Sept mois après les attentats jihadistes de Pâques qui ont meurtri le pays, le Sri Lanka renoue donc avec cette famille qui l'a gouverné d'une main de fer de 2005 à 2015 sous la présidence de Mahinda Rajapaksa, grand frère charismatique et controversé de Gotabaya, et avait réussi à mettre fin à la guerre civile au prix d'un gigantesque bain de sang.
Ce fait d'armes vaut à la fratrie, qui cultive une image d'hommes forts, une grande popularité au sein de la majorité ethnique cinghalaise du pays, mais une détestation mêlée de crainte de la part des minorités tamoule et musulmane.
Selon les résultats officiels donnés dimanche par la commission électorale, l'ancien lieutenant-colonel aux cheveux gris a obtenu 52,25% des suffrages, devançant largement son rival Sajith Premadasa (41,99%), qui était soutenu par les minorités tamoule et musulmane. La participation s'est établie à 83,7%.
"Je suis conscient d'être aussi le président de ceux qui ont voté contre moi", a réagi Gotabaya Rajapaksa dimanche en remerciant ses partisans. "Mon devoir est d'être au service de tous les Sri-Lankais, sans distinction de race ou de religion", a-t-il poursuivi, promettant d'exercer ses fonctions "de manière juste".
Le nouveau président prêtera serment lundi à Anuradhapura (centre-nord).
Gotabaya Rajapaksa, 70 ans, a mené une campagne nationaliste et axée sur la sécurité à la suite des attentats jihadistes qui ont fait 269 morts le 21 avril. Des kamikazes d'un groupe extrémiste local s'étaient fait exploser dans des hôtels de luxe et des églises chrétiennes en pleine messe.
"Je n'ai pas dormi de la nuit", a déclaré à l'AFP Devni, une étudiante de 22 ans qui faisait partie de la trentaine de partisans rassemblés dimanche matin devant la résidence de Rajapaksa. "Je suis si excitée, il est le président dont nous avons besoin."
L'élection présidentielle de samedi a été l'un des votes les plus pacifiques au Sri Lanka, historiquement habitué aux scrutins meurtriers.
Toutefois, des hommes armés ont ouvert le feu sur un convoi de bus d'élections musulmans, une attaque qui n'a pas fait de victimes, a indiqué la police.
Camionnettes blanches
Gotabaya Rajapaksa était l'une des clés de voûte du régime de son frère Mahinda, battu en 2015 par une coalition d'opposants et empêché par la Constitution actuelle de se représenter.
En tant que plus haut responsable du ministère de la Défense à l'époque, il commandait de fait les armées sri-lankaises au moment de l'écrasement de la rébellion séparatiste tamoule en 2009. 40.000 civils tamouls ont péri au cours de cette ultime offensive, selon les défenseurs des droits humains qui accusent les Rajapaksa de crimes de guerre.

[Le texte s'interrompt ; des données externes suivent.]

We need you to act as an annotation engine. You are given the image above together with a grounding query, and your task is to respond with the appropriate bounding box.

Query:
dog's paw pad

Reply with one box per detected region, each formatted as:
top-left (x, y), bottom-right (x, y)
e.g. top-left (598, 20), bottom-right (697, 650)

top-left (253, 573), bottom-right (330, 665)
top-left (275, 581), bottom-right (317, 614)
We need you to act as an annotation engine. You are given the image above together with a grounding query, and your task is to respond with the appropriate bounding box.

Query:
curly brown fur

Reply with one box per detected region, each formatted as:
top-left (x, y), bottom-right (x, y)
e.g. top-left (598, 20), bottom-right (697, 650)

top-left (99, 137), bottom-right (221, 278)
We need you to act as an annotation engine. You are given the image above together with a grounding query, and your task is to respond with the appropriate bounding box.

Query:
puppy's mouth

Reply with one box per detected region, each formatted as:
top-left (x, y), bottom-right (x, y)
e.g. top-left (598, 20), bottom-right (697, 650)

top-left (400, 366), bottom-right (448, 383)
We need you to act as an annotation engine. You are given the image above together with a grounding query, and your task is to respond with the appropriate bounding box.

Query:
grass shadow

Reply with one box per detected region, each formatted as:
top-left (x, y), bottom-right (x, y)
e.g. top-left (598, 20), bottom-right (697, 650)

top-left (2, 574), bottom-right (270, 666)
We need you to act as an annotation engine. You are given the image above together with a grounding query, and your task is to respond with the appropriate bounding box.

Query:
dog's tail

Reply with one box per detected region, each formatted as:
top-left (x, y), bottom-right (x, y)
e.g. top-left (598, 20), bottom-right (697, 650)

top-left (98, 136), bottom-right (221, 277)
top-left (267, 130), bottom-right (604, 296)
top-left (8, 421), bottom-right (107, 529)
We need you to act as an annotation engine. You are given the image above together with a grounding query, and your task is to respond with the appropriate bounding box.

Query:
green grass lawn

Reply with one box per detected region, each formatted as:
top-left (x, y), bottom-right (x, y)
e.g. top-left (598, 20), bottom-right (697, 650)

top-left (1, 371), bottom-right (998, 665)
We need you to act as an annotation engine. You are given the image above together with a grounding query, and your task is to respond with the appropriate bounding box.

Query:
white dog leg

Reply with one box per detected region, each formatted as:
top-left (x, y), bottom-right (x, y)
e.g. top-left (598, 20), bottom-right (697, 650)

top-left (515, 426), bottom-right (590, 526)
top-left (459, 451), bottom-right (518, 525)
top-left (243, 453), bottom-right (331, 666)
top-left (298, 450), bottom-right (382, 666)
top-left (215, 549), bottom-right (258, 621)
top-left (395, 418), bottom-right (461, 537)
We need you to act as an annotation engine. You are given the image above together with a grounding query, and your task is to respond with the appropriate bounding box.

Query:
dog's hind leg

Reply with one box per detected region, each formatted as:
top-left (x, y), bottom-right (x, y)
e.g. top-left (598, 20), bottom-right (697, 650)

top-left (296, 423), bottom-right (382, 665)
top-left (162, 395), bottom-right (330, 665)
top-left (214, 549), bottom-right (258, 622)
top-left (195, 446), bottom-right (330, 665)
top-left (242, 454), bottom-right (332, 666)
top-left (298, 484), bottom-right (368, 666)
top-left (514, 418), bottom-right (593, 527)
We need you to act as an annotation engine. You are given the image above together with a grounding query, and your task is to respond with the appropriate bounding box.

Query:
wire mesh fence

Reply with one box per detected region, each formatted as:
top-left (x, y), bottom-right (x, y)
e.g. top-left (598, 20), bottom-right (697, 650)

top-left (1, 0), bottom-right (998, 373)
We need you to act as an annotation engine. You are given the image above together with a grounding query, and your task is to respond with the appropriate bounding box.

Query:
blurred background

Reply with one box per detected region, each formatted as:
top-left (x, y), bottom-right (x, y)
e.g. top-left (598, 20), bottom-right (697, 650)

Gotabaya Rajapaksa est aussi accusé - ce qu'il nie - d'avoir dirigé sous la présidence de son frère des "escadrons de la mort" qui ont enlevé à bord de camionnettes blanches des dizaines de Tamouls, d'opposants politiques ou de journalistes. Certains de leurs corps ont été ensuite jetés sur la route, d'autres n'ont jamais été retrouvés.
Un célèbre journaliste a été assassiné en 2009 après la publication d'un article accusant Gotabaya de corruption dans le cadre d'un contrat d'armement avec l'Ukraine.
Le retour au pouvoir des Rajapaksa préoccupe l'Inde voisine et les Occidentaux en raison de la proximité du clan avec la Chine.
Pékin a prêté des milliards de dollars au Sri Lanka pendant les deux mandats de Mahinda Rajapaksa pour de grands projets d'infrastructures, une dette colossale qui place ce pays stratégique de l'océan Indien dans une situation de dépendance vis-à-vis de la Chine.